Lorsqu’il parle, un artiste se tait. Lorsqu’un critique s’éloigne de l’œuvre, il divague.
Le mouvement peut être nécessaire, et la suite intéressante, mais tous deux prennent le risque de plomber leurs lettres de savoir. Ils risquent de se crisper l’un la main l’autre l’œil, de perdre cette survivance, cet enfantillage, qu’est l’instinct et dont le fruit est mystérieux. (Il suffit de contempler par exemple le portrait de Baudelaire — cet homme sans immédiateté par excellence selon l’expression de Sartre — pour voir les yeux d’un enfant, certes chétif et sans doute un peu pervers, mais enfant tout de même).

Quant à l’œuvre, pourquoi ici un peu plus de rouge et là un peu moins de noir ? Cela, ni le peintre ni son commentateur ne le peuvent expliquer. Ils peuvent évaluer la pertinence, la beauté de l’accord — dire oui ou non en somme —, mais pas définir ses causes ou comprendre ses effets — les épuiser.

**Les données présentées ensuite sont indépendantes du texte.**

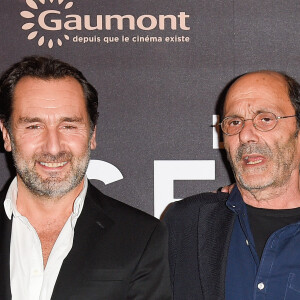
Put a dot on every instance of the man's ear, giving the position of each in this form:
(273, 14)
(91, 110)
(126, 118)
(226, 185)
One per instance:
(6, 137)
(93, 140)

Ou alors, c’est que l’œuvre est épuisable comme l’est son auteur et ce dernier a raison de briser ce dont le critique se défie. Et il est aujourd’hui assez clair que ce soit par le luxe le plus épais que l’on accède aux œuvres les plus pauvres; de même que la virtuosité théorique pâlit une fois l’œuvre vue. Dans ces conditions, il n’est guère surprenant que l’artiste qui écrit veuille sauver la survivance en en protégeant le viatique: l’obscurité de la création. C’est qu’il doit répondre à la tentation du monde qui, depuis qu’il a appris à lire, pense être capable de dominer toute chose non écrite et dans son bon droit de répondre au ciel par un traité céleste.

Dans une lettre de 1955, le peintre Nicolas de Staël écrivait ainsi au collectionneur Douglas Cooper: «Les raisons pour lesquelles on aime ou l’on n’aime pas ma peinture m’importent peu parce que je fais quelque chose qui ne s’épluche pas, qui ne se démonte pas, qui vaut par ses accidents, que l’on accepte ou pas».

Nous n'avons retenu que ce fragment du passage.